Expected Time Complexity: O(|s|)
Expected Auxiliary Space: O(1)

Constraints:
1<= s.length()<=10⁵
1<=count<=s.length()
s[i] is both upper case and lower case

Approach 01:

#include <string>
using namespace std;

class Solution {
public:
    string printString(string s, char ch, int count) {
        int n = s.length();
        int i = 0;

        for (i = 0; i < n; i++) {
            if (count == 0) {
                break;
            }
            if (s[i] == ch) {
                count--;
            }
        }

        string result = s.substr(i, n - i);
        return result;
    }
};

class Solution:
    def printString(self, s, ch, count):
        n = len(s)
        i = 0
        for i in range(n):
            if(count == 0):
                break
            if(s[i] == ch):
                count -= 1
            i += 1
        result = s[i:n]
        return result

Time Complexity

• Iteration through the string:

  The loop iterates through the string once, making the time complexity \( O(n) \), where n is the length of the string s.

• Substr operation:

  The substr function takes \( O(n) \) time as it needs to copy a portion of the string.
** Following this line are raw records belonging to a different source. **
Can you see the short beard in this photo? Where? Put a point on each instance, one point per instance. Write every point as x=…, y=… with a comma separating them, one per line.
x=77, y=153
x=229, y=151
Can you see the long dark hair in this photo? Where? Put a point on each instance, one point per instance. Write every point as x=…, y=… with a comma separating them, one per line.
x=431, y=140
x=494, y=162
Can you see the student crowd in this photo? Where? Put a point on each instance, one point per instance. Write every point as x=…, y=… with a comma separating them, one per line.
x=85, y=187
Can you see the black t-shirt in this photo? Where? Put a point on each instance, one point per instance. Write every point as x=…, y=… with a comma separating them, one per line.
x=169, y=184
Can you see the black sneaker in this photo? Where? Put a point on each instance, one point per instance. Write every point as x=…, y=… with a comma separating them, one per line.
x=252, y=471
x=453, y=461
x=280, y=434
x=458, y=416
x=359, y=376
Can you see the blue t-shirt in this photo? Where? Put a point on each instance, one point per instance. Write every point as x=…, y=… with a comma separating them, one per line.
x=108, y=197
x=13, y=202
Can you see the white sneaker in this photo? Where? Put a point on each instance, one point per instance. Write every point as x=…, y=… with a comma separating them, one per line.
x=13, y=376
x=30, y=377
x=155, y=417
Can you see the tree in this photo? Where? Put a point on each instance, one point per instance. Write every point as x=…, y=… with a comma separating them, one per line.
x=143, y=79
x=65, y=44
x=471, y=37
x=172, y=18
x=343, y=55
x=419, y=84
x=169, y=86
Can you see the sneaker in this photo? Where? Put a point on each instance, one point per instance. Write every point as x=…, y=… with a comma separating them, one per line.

• Overall Time Complexity:

  The overall time complexity is \( O(n) \).

Space Complexity

• Auxiliary Space:

  The function uses a constant amount of additional space for variables i, n, and count, resulting in \( O(1) \) space usage.

• Result Storage:

  The substr function creates a new string, which can be up to the length of s. Therefore, it uses \( O(n) \) space.

• Overall Space Complexity:

  The overall space complexity is \( O(n) \).